Spinal hypertrophic pachymeningitis is a chronic diffuse inflammatory fibrosis of dural mater, with a characterized finding of thickened dura at multiple spinal levels in MRI. Hypertrophic pachymeningitis should be considered as a differential diagnosis in the evaluation of spinal cord compression by an epidural mass.

Conflicts of Interest and Source of Funding

None declared.

  1. Pai S, Welsh CT, Patel S, Rumboldt Z. Idiopathic hypertrophic spinal pachymeningitis: report of two cases with typical MR imaging findings. AJNR Am J Neuroradiol. 2007;28(3):590-592.
  2. Claus E, Rutgers M, Sindic C, Raftopoulos C, Godfraind C, Duprez T. Remitting/relapsing idiopathic hypertrophic spinal pachymeningitidis: comprehensive imaging work-up and MR monitoring.

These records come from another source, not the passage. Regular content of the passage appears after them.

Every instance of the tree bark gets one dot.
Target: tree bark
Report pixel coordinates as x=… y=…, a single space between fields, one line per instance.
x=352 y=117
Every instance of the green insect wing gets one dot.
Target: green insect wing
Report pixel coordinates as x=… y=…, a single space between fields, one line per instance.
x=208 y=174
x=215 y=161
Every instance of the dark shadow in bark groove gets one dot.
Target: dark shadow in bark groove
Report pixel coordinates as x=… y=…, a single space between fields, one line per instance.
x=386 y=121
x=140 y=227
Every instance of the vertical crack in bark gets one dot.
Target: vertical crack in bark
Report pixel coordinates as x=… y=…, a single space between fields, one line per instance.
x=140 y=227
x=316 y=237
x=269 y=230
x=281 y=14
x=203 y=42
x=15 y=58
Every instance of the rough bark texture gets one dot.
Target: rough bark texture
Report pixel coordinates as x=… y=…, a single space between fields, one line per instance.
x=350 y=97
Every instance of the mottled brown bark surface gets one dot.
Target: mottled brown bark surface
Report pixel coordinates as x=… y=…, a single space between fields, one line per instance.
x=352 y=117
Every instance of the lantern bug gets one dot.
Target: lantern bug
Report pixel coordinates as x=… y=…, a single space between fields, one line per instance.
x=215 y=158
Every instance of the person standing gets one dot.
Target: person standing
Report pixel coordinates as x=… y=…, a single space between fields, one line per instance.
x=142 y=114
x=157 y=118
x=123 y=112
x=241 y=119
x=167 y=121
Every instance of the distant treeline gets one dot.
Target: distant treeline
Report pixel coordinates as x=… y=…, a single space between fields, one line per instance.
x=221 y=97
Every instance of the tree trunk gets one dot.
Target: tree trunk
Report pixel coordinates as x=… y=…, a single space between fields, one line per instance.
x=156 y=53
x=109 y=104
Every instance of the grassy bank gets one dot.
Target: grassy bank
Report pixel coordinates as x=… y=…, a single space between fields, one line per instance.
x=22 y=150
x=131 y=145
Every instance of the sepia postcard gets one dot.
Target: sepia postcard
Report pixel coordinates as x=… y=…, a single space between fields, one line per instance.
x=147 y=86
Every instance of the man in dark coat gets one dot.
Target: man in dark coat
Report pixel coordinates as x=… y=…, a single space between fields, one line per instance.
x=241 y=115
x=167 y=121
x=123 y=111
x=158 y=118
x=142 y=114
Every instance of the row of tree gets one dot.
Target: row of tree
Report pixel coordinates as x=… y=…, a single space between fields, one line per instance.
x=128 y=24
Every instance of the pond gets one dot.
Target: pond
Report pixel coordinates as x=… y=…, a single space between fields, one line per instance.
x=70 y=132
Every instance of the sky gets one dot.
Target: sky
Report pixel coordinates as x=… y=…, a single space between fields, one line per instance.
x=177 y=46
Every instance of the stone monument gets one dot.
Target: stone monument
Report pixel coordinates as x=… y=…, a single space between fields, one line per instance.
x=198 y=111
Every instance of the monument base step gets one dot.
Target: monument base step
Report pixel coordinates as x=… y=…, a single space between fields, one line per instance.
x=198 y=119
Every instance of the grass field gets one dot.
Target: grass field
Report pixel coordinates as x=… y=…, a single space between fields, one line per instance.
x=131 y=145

Eur Radiol. 2005;15(1):53-58.
    pubmed doi
  3. Bosman T, Simonin C, Launay D, Caron S, Destee A, Defebvre L. Idiopathic hypertrophic cranial pachymeningitis treated by oral methotrexate: a case report and review of literature. Rheumatol Int. 2008;28(7):713-718.
    pubmed doi
  4. Kupersmith MJ, Martin V, Heller G, Shah A, Mitnick HJ. Idiopathic hypertrophic pachymeningitis. Neurology. 2004;62(5):686-694.